5G will bring about fundamental structural economic changes, such as significantly lower broadband pricing as a whole, and also much greater flexibility for enterprise, industrial, and government market segments in terms of how they connect public to private networks.

A Heterogeneous Network (HetNet) that is based on a combination of cellular small cells, macro cells and carrier Wi-Fi is expected to play a pivotal role in addressing the capacity needs for such a traffic surge in the mobile networks. HetNets are important drivers for the evolution of LTE and critical for 5G networks, which rely upon a greater number of shorter-range radio units for continuous communications.

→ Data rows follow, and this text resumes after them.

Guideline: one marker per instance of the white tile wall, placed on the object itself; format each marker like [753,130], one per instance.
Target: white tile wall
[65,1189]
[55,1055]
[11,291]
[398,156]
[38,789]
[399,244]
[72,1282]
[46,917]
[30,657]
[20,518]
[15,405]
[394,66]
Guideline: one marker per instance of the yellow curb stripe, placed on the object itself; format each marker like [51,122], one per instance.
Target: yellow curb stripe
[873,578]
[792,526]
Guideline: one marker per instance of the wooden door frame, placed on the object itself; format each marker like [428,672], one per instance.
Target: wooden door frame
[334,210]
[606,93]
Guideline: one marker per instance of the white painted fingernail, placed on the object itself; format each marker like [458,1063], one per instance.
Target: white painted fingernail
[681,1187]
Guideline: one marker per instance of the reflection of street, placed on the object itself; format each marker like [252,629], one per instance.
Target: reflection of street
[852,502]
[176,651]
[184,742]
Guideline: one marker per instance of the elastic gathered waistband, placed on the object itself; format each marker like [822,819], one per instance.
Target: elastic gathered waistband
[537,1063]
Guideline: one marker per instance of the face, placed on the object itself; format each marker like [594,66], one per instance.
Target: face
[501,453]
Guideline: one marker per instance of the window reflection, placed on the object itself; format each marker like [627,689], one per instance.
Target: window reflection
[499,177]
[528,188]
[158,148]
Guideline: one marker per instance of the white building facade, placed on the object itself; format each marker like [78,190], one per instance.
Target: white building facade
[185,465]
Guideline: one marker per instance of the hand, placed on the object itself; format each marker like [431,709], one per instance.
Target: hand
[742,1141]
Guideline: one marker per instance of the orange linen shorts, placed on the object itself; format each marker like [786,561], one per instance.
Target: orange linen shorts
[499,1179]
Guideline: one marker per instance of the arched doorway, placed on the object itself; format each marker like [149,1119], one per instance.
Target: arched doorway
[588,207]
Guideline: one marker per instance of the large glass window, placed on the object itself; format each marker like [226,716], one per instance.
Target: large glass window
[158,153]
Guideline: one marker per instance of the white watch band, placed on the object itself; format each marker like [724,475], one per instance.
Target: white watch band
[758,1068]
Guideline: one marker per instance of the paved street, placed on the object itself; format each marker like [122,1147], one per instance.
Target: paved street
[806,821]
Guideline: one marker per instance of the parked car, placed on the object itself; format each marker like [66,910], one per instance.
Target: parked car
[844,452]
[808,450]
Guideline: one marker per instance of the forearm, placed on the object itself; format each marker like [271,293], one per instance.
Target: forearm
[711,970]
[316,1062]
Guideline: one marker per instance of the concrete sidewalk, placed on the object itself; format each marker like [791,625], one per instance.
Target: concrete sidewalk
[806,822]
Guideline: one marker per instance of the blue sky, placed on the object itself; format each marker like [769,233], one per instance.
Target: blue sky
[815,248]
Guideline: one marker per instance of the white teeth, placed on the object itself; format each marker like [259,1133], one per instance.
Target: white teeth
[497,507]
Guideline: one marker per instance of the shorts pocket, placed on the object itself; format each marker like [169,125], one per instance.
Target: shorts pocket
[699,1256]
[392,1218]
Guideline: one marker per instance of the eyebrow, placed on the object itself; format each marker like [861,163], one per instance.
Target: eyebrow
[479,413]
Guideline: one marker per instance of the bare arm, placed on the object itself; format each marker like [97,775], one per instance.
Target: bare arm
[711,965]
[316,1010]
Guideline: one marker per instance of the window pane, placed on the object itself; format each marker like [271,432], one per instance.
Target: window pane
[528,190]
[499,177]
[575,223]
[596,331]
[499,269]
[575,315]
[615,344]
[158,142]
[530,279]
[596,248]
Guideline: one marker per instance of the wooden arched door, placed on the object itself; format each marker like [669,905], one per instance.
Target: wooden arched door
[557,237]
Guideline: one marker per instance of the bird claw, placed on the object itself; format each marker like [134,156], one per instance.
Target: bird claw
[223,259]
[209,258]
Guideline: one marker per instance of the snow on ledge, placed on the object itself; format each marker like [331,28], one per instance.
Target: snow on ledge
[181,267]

Physics dictates that higher frequencies need more power and/or more coverage as an RF signal fades more than a lower frequency signal. This is why there will need to be at least an order of magnitude more antennas than required for LTE. Putting this into perspective, the United States will go from roughly 40,000 antennas to 500,000 or more nationally.

5G antennas will be found virtually everywhere in metropolitan areas, but it will not be enough. While dramatically increased coverage will surely support many early 5G applications, such as fixed wireless (ISP alternative, back-haul, and front haul), it will not be enough to support continuous 5G mobility coverage. This will be vitally important for certain applications such as self-driving cars and connected vehicle services.

In terms of deploying radio access network infrastructure, carriers seek to leverage cloud RAN topologies that include centralization of baseband processing units (BBU) that may serve multiple remote radio heads. This facilitates the control of BBU for many different sites on a remote basis. This type of 5G densification strategy optimizes resource utilization and provides various operational improvements such as the ability to upgrade BBUs for different sites without the need to dispatch personnel to each site.

Driven by the growing surge for mobile broadband, carriers worldwide are investing in WiFi and small cells as part of HetNet infrastructure to expand network capacity and coverage. Not only do WiFi and small cell deployments minimize network planning, redesign and real estate costs, they also allow carriers to avoid or minimize new frequency allocation costs. In many cases, small cells can utilize the same frequency spectrum that carriers have allocated for macro cell deployment, while WiFi access points leverage unlicensed spectrum.